I guess you worry also about all that data of yours stored in proprietary formats in databases across the world..
Yes and no. A friend of mine who works in autocad told me about one upgrade where yes, you could open old files, but how on some file, the new version made tiny little changes. For example, a thin dotted line might be a very thin but solid line. Maybe doesn't sound like much, but if you use autocad to design aircraft engines or nuclear reactors...
The other thing too - and I mean absolutely no disrespect to anyone here - but for "old farts" like myself who have been into computers since the days of 300 baud modems where you plugged the black handset into a foam lined base, I've heard these things said over and over and over, and I now tend to believe them just as much as I believe a promise from a politician (any political party
).
Don't get me wrong, I use digital and digital techniques every day of my life, but from an archivist point of view, not just our electronic media, but issues with our hard copy media, many of us wonder just how much of our history will survive say even a hundred years from now.
Back to prints, I love visiting both public and private galleries, photography, sculpture, art of any form. I do find, as an overall trend, but not always, that the phrases used to describe photographic prints is becoming more grandiose and obtuse. Not just digital either - last "traditional" B&W print that came from a wet darkroom I saw in a gallery had some long rambling phrase I forget now about "silver rich" - blah, blah, blah. Nobody is innocent here.

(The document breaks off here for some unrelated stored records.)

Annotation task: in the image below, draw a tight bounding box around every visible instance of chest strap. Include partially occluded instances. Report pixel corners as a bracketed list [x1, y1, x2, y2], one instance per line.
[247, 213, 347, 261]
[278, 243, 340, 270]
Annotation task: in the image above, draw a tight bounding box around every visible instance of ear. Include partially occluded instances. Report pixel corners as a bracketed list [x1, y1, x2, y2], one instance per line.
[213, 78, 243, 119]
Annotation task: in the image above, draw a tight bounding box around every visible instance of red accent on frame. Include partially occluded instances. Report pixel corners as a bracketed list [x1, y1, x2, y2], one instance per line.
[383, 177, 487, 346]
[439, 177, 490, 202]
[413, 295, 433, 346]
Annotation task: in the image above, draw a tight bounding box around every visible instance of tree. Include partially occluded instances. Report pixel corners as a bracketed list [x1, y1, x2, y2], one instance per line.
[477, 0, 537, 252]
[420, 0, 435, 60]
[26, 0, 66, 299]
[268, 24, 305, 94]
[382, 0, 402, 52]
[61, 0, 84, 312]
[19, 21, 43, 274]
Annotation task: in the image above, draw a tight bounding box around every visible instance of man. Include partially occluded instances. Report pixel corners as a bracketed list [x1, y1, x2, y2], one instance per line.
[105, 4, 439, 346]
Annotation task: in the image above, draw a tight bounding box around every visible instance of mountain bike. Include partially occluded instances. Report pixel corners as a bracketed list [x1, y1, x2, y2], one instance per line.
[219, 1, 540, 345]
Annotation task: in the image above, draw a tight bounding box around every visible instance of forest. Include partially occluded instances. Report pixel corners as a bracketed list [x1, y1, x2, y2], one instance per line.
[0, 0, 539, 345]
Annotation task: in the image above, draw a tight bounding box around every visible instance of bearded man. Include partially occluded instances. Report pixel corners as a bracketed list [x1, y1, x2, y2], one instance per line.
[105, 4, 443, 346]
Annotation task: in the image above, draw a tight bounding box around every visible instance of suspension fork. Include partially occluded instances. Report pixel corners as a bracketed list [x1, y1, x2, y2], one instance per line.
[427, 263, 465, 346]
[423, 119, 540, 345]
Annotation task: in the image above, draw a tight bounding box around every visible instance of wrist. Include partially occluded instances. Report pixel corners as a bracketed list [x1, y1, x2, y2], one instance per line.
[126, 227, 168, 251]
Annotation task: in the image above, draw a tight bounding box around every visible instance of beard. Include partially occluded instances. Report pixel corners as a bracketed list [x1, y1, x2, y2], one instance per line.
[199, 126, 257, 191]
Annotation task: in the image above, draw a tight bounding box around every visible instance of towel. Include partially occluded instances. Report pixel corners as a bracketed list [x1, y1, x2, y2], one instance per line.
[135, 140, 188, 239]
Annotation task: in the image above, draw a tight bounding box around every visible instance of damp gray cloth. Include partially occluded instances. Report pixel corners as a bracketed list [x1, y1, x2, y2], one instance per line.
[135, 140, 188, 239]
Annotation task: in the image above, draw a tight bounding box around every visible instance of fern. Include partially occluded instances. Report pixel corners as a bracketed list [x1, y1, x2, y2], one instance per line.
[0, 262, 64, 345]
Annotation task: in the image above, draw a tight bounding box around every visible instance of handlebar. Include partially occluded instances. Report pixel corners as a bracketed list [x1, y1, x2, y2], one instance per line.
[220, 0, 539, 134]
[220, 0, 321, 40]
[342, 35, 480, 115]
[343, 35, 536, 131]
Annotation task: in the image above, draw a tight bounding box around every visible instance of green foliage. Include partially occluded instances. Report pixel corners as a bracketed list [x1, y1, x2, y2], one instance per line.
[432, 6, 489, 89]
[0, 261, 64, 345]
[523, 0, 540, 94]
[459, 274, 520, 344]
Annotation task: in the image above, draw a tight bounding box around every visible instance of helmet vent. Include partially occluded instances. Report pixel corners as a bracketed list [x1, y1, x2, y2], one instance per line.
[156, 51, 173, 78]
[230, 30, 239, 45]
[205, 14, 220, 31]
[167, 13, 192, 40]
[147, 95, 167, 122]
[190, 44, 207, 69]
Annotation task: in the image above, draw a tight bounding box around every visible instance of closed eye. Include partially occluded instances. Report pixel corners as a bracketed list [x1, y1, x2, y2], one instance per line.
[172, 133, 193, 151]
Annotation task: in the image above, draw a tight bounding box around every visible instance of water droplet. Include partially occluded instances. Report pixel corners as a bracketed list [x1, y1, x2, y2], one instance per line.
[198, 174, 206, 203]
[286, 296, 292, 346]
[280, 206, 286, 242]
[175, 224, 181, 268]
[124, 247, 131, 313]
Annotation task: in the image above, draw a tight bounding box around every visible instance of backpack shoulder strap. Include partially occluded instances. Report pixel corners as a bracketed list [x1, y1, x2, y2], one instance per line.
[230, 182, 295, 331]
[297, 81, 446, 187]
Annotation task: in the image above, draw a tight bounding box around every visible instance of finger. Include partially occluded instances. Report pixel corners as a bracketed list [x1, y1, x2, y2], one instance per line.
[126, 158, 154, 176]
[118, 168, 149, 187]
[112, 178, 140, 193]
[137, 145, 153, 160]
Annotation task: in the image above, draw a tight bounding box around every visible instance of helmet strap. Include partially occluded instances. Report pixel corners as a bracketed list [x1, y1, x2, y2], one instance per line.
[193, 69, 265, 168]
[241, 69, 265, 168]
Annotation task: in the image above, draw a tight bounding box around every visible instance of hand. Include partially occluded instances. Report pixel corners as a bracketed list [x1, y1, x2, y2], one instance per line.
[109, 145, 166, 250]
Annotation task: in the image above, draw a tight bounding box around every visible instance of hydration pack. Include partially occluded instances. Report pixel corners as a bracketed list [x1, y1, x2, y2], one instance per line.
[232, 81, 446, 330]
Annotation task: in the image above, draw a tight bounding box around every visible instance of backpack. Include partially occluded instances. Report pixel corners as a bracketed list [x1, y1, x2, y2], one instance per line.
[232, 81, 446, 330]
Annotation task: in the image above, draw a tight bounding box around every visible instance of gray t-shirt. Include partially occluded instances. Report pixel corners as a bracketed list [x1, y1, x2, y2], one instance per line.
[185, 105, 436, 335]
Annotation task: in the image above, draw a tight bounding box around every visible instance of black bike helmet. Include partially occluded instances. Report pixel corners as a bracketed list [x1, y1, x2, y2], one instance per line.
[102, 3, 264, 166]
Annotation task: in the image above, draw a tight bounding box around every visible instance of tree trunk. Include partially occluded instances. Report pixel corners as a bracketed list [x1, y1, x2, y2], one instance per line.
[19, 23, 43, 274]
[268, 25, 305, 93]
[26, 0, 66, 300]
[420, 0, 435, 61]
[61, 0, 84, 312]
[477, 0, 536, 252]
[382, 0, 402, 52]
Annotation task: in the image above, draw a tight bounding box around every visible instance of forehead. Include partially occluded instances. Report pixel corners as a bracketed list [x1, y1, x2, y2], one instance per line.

Last thought - whether you can make a platinum print by hand or on a printer is missing the point. One thing about ALL art forms - not just photography - be it wood carving, oil painting, photography, whatever, the process of how you make your print or your art affect the final outcome just as much as the media you use. For example, I remember a wood carver telling me how he used to do soapstone, but he liked wood better because of the smell of the wood he was carving and he thought it affect how he "saw" his final product before he finished. By the same token, I dislike the smell of fixer, but the very smell of that chemistry, and the dark silence of my wet darkroom puts me in a very different mindset than when I am sitting in front of my monitor editing a photograph in photoshop. One is not better or worse than another, but you must pay attention to how your media and surroundings affect your mood and the final image in your mind's eye. IMO, that is the most important difference, and for each person, you will have to try and experiment until you find the medium that "clicks" for you. Even then, you may find that keeping a hand in other mediums helps keep your edge alive.